Quality improvement is best led not by regulators but by those who care for patients, say Chris Ham and Don Berwick
The highly regulated and centralised nature of the NHS in England means that trust leaders are preoccupied with responding to external demands.
One of the consequences is that these leaders find it difficult to find sufficient time to work with clinical teams to improve how care is organised at the front line. This results in wide variations in how clinical teams deliver care on hospital wards and in clinics and reflects the absence of deep and sustained engagement in frontline care by leaders in most trusts.
Trust leaders must ‘go the gemba’ – the Japanese term for where the work is done – and spend time working alongside clinical teams where patients are cared for
Don Berwick and I have become increasingly aware of these issues in work we have been engaged in in recent months. Our work started on visits we made on separate occasions in 2016 to Worthing Hospital which is part of the Western Sussex Foundation Trust, rated as outstanding by the Care Quality Commission.
We took the opportunity during our visits to shadow one of the general physicians on his ward round and witnessed the frustrations he and his team experienced, even in a high performing trust with a strong commitment to quality improvement.
Growing workloads
These frustrations included staff working under constant pressure in the face of growing demand for care, lack of contact with GPs about their patients who were admitted as emergencies to hospital, and difficulties in communication between different teams in the hospital. We quickly realised that Worthing Hospital is not unusual in experiencing the difficulties we had observed.
We also realised that improving how care is organised at the front line should start with the teams providing care who often know what needs to be done but may lack the time and resources to do so in the face of growing workloads.
We know that this is happening in some trusts in England but it needs to be universalised. There ought to be a much stronger focus on how care is organised on hospital wards and in clinics, drawing on evidence from high performing healthcare systems. For this to happen, trust leaders must ‘go the gemba’ – the Japanese term for where the work is done – and spend time working alongside clinical teams where patients are cared for.
Serious commitment
The challenges we observed reflect longstanding divisions within medicine and between medicine and other clinical professions. They have become more acute as a result of rising demand from a growing and ageing population at a time when NHS funding has increased much more slowly than the long-term trend. Workforce shortages and changes to medical training have created new obstacles with increased reliance on agency staff and the loss of the medical ‘firm’ which have made it difficult to provide continuity of care to patients.

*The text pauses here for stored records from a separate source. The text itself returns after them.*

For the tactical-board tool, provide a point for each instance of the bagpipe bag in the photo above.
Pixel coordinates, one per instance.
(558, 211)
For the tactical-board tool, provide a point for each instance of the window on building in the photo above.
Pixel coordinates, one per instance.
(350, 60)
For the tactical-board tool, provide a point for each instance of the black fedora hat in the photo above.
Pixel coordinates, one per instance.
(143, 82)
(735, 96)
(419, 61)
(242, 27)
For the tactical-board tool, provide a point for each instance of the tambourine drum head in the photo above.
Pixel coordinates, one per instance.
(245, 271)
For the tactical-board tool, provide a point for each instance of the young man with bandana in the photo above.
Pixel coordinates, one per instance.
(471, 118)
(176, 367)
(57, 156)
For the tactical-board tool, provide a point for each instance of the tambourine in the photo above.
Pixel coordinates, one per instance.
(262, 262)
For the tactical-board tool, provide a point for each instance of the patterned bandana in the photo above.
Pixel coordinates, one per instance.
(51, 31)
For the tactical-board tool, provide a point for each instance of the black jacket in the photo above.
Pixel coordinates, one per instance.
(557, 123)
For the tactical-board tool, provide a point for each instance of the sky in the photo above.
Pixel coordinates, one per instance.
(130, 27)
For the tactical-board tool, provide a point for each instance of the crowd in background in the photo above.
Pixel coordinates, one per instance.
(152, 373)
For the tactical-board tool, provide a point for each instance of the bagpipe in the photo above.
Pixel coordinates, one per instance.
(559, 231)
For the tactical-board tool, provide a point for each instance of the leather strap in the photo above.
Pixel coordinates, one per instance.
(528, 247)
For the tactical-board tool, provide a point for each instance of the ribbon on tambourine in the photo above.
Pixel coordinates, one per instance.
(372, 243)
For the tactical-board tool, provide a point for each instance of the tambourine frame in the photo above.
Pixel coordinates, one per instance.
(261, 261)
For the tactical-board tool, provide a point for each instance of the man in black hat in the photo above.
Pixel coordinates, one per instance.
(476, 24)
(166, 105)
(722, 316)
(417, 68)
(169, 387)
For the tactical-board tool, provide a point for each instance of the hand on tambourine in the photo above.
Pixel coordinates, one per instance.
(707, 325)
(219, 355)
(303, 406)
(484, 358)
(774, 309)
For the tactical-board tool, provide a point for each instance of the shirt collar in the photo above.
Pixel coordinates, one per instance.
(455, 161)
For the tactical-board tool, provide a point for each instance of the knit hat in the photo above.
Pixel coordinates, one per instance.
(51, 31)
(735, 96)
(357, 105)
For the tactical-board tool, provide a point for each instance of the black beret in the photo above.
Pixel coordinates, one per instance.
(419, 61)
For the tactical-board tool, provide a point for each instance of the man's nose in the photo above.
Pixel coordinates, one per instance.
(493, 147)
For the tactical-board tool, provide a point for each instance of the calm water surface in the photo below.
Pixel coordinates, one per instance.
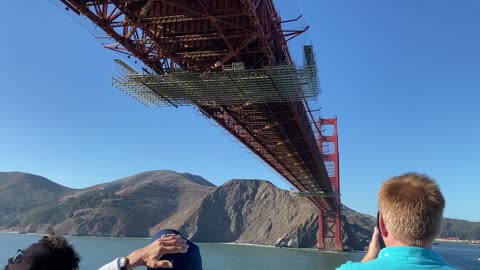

NHS trusts have adopted a variety of solutions to these problems. They include joining up disparate information systems, using board rounds alongside ward rounds to improve teamworking, strengthening handovers between nursing shifts to enhance continuity of care, and understanding how patients experience care.
More could be done by drawing on the experience of junior doctors who are able to compare and contrast practices in different hospitals through the rotations they undertake during training
Work to improve the flow of patients in hospital in and out of hospitals is also attracting interest. Some trusts have adopted organisation wide quality improvement programmes, although the number making a serious and sustained commitment to these programmes remains small.
More could be done by drawing on the experience of junior doctors who are able to compare and contrast practices in different hospitals through the rotations they undertake during training. This requires trust leaders to genuinely value junior doctors’ insights and challenge the hierarchies and tribal divisions that are longstanding barriers to teamworking. For their part, national leaders must demonstrate that they understand the realities of care at the front line and show that they support staff in bringing about improvements in care.
Shadowing patients
As well as being workplaces for staff, hospitals are places of healing which become homes for patients during their stay. A continuing effort must be made to avoid the desensitisation of staff that can harm patients, however inadvertently, and to develop cultures in which the needs of patients always come first. Trust leaders have a responsibility to nurture these cultures by actively soliciting the views of patients and carers, observing care ‘at the gemba’, and by shadowing patients.
National bodies and regulators should change the way they relate to trusts by reducing the demands placed on the NHS. There should be much less reliance on external support provided by management consultants and greater emphasis on quality improvement that is led by trust leaders with a track record of delivering change. These leaders cannot look into their organisations and support staff in improving how care is provided if they are continually required to look up to regulators overseeing their performance.
Organising Care at the NHS front line by Chris Ham and Don Berwick was published today.